According to Karpowicz (2008: 59) and Baker (2000d: 108) sinew can stretch safely only to 1,05 - 1,1 times it's original length (i.e. 5-10%). Nylon's characteristics seem to be in the same category with 115% stretch before breakage (e.g. McKenna et al 2004: 55). Based on these numbers it will not be possible to reduce the diameter of the *fibers* by 1/3. Let's assume the length (i.e. height) of a piece of fiber is **h** and it's radius is **r**. For the sake of simplicity, we also assume it's a perfectly uniform cylinder with volume **V**:

V = π*r²*h

As the fiber is being stretched, it's volume stays the same, but it's length increases. Thus the fiber stretched to 2/3 diameter can be described as

V = π*((2/3)r)²*xh

where **x** is a yet unknown modifier to the fiber's length required to keep the volume **V** the same. Now we solve **x**:

π*r²*h = π*((2/3)r)²*xh ||:π r²*h = ((2/3)r)²*xh ||:h r² = ((2/3)r)²*x r² = 4r²/9*x ||*9 9r² = 4r² *x ||:4r² x = (9r^2)/(4r^2) x = 9/4

So, in order to reduce the diameter of a cylinder to 2/3, it's length would have to be 9/4 of the original. In other words, the cylinder would have to stretch to 2,25 times of it's original length, which is way too much for both nylon and sinew.
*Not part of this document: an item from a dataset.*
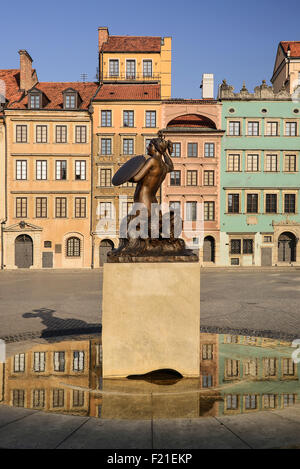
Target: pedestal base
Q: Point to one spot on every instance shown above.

However, it seems that reducing the diameter of a sinew *rope* to 2/3 is indeed possible, with polyester rope being very similar in stretching properties; nylon rope, however, refuses to stretch to 2/3 (Clift et al 2004: 59). I've tested the behavior of nylon in my own fairly crude tests. In one test I attached one end of a ~2.1mm nylon cord to a post and the other end to spring scale attached to a winch. The cord was then winched to 82.5kg (182 pounds) draw. Even at this point, there was no noticeable reduction in diameter as measured with calipers (1/10mm precision), yet the cord had stretched 12,3%. Estimating from manufacturer's break load numbers the cord should break around 80-106kg. Breaking loads in the same category (~120kg) were given for nylon in others sources, too. The cord used in this test was taken from the 4.85mm three-ply nylon cord used in the next test.

In another test, a three-ply twisted nylon cord was measured at zero load. Four thickness measurements were taken with calipers of 1/10mm precision and the average thickness was 4.85mm, The measurements were within 0.1mm of each other. When this exact same cord was under load in the cheiroballistra torsion spring, tuned to 250hz in one particular stretcher, its diameter had been reduced to 4.25mm, i.e. by ~12.3%. That said, there was lots of easy stretch in the rope, as can be seen from these pictures:

The cord could be very easily stretched about 5% from ~10cm to ~10.5cm. At 10.5cm the resistance increased dramatically, and this must be the point where the "slack" is mostly gone. This is in line with the tests conducted by Clift et al (2004: 59), where they noticed the reduction in the diameter of the rope was rapid at first, but slowed down progressively, especially with handmade ropes.

In any case, the musical method of plucking the cord and listening to the sound pitch is in my opinion much more useful than measuring the diameter of the cord; this is because it allows defining the return speed of the cord, which is independent of the rope diameter.